A series of bezofuran appended 1,5-benzothiazepine compounds 7a–v was designed, synthesized and evaluated as cholinesterase inhibitors. The biological assay experiments showed that most of the compounds displayed a clearly selective inhibition for butyrylcholinesterase (BChE), while a weak or no effect towards acetylcholinesterase (AChE) was detected. All analogs exhibited varied BChE inhibitory activity with IC₅₀ value ranging between 1.0 ± 0.01 and 72 ± 2.8 μM when compared with the standard donepezil (IC₅₀, 2.63 ± 0.28 μM). Among the synthesized derivatives, compounds 7l, 7m and 7k exhibited the highest BChE inhibition with IC₅₀ values of 1.0, 1.0 and 1.8 μM, respectively. The results from a Lineweaver-Burk plot indicated a mixed-type inhibition for compound 7l with BChE. In addition, docking studies confirmed the results obtained through in vitro experiments and showed that most potent compounds bind to both the catalytic anionic site (CAS) and peripheral anionic site (PAS) of BChE active site. The synthesized compounds were also evaluated for their in vitro antibacterial and antifungal activities. The results indicated that the compounds possessed a broad spectrum of activity against the tested microorganisms and showed high activity against both gram positive and gram negative bacteria and fungi.

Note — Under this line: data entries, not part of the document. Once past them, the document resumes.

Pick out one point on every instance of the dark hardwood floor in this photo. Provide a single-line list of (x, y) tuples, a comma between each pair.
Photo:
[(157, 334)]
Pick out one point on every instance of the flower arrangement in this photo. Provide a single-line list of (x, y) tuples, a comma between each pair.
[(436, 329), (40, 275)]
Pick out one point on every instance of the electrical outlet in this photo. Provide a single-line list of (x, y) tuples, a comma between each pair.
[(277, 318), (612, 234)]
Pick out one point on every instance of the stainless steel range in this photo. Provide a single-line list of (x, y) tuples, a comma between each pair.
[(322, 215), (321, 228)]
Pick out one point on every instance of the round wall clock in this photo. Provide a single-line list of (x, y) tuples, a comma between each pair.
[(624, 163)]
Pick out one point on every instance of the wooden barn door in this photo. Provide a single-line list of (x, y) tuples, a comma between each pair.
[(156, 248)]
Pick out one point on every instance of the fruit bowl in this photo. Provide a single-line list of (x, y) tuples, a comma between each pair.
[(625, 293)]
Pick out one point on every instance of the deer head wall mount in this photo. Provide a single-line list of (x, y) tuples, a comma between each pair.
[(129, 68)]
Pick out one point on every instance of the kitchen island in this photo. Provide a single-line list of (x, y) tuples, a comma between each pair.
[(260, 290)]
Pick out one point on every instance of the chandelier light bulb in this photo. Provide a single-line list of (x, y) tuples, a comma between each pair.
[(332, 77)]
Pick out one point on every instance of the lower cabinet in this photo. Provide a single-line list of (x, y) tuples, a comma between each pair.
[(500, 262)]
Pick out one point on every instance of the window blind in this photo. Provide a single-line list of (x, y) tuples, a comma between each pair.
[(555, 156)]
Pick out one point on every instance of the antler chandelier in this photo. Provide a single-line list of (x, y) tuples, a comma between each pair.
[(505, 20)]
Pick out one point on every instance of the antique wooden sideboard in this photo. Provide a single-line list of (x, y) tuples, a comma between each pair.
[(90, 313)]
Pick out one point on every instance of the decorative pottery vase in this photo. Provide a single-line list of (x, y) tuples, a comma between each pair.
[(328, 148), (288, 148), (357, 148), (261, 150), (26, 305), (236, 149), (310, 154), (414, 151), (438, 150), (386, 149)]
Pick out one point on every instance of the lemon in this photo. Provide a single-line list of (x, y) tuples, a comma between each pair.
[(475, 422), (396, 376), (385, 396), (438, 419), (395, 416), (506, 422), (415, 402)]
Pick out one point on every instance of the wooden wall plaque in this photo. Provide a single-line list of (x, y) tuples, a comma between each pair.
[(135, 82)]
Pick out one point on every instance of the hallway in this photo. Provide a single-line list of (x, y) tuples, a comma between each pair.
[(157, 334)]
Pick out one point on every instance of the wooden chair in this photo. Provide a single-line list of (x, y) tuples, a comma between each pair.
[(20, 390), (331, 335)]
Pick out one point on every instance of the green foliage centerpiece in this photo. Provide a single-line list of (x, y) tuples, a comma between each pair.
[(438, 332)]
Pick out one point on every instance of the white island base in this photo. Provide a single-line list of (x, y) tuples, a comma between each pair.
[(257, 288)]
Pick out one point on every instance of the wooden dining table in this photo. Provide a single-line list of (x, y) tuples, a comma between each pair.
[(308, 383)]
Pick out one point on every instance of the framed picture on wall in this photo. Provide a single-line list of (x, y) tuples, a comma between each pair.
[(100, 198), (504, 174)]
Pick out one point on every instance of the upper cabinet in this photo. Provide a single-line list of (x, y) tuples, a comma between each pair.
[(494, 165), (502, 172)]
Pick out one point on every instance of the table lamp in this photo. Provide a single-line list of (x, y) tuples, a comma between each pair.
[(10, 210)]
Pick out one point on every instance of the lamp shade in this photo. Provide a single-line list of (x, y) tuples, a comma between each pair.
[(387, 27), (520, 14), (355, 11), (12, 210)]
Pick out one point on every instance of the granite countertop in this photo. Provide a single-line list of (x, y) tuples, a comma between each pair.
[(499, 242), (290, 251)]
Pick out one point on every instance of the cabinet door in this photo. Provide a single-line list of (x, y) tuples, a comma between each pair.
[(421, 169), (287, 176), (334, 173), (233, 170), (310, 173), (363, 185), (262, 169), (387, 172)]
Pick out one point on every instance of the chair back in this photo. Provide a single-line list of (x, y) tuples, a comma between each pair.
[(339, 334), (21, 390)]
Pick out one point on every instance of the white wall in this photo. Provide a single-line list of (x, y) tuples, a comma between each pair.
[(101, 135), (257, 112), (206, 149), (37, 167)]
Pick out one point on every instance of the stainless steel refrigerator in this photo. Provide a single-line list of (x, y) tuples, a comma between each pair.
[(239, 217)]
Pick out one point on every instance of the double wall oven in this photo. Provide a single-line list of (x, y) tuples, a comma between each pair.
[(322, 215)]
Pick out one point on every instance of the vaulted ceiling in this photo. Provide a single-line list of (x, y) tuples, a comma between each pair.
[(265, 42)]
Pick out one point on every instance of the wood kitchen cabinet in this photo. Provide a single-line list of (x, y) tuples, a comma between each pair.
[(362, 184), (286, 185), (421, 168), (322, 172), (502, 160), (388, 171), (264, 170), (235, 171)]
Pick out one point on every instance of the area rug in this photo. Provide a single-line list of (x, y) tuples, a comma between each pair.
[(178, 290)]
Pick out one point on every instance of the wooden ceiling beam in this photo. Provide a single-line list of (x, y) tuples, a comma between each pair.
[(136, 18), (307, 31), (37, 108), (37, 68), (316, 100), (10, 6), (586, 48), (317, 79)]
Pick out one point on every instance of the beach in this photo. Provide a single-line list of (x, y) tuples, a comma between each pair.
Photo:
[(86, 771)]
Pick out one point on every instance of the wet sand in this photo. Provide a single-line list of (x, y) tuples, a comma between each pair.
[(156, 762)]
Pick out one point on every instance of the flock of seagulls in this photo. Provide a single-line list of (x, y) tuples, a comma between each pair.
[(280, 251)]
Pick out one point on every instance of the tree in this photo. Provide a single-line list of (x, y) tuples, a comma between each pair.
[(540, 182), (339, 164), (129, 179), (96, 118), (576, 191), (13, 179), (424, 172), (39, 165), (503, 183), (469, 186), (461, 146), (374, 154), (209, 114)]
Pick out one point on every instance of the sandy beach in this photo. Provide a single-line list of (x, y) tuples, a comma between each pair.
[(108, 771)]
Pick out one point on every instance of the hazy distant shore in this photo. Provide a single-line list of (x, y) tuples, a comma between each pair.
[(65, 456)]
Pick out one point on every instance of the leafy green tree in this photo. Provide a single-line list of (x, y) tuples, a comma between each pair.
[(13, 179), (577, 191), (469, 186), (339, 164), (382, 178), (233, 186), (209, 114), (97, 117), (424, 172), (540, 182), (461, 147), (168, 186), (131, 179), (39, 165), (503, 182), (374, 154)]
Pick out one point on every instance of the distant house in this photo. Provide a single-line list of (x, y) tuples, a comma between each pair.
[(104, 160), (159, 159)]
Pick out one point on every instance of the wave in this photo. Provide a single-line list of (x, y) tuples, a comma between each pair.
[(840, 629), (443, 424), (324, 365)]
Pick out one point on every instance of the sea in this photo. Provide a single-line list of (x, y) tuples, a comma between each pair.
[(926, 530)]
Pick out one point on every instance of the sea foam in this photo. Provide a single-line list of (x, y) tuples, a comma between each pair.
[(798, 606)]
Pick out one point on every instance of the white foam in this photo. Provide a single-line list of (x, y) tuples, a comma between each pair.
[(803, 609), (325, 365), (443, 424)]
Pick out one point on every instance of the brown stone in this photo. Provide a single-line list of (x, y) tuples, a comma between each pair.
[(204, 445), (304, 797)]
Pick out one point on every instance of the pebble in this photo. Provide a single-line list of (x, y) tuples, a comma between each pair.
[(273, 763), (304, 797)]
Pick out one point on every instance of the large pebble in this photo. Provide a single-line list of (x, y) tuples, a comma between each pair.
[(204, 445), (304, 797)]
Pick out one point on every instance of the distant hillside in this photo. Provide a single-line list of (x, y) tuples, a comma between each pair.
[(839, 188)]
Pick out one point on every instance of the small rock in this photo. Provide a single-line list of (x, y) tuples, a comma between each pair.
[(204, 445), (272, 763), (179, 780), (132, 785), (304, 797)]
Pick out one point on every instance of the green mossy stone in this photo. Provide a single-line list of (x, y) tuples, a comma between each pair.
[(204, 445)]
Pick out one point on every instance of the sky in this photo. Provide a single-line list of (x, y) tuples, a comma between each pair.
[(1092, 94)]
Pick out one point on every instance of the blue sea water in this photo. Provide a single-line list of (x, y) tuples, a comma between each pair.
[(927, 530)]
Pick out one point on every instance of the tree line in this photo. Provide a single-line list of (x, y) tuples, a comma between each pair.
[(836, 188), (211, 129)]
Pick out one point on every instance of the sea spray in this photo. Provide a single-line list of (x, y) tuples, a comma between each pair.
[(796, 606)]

一系列bezofuran的所附1,5-苯并硫氮杂化合物7A-V被设计，合成和评价为胆碱酯酶抑制剂。生物学测定实验表明，大多数化合物对丁酰胆碱酯酶（BChE）表现出明显的选择性抑制作用，而对乙酰胆碱酯酶（AChE）的作用却微弱或没有。与标准多奈哌齐相比，所有类似物均表现出不同的BChE抑制活性，IC ₅₀值在1.0±0.01至72±2.8μM之间（IC _50为2.63±0.28μM）。在合成衍生物中，化合物7l，7m和7k对IC _50的BChE抑制作用最高分别为1.0、1.0和1.8μM。Lineweaver-Burk图的结果表明化合物7l与BChE的混合型抑制作用。此外，对接研究证实了通过体外实验获得的结果，并表明大多数有效化合物均与BChE活性位点的催化阴离子位点（CAS）和外围阴离子位点（PAS）结合。还评估了合成的化合物的体外抗菌和抗真菌活性。结果表明该化合物对被测微生物具有广谱的活性，并且对革兰氏阳性和革兰氏阴性细菌和真菌均具有高活性。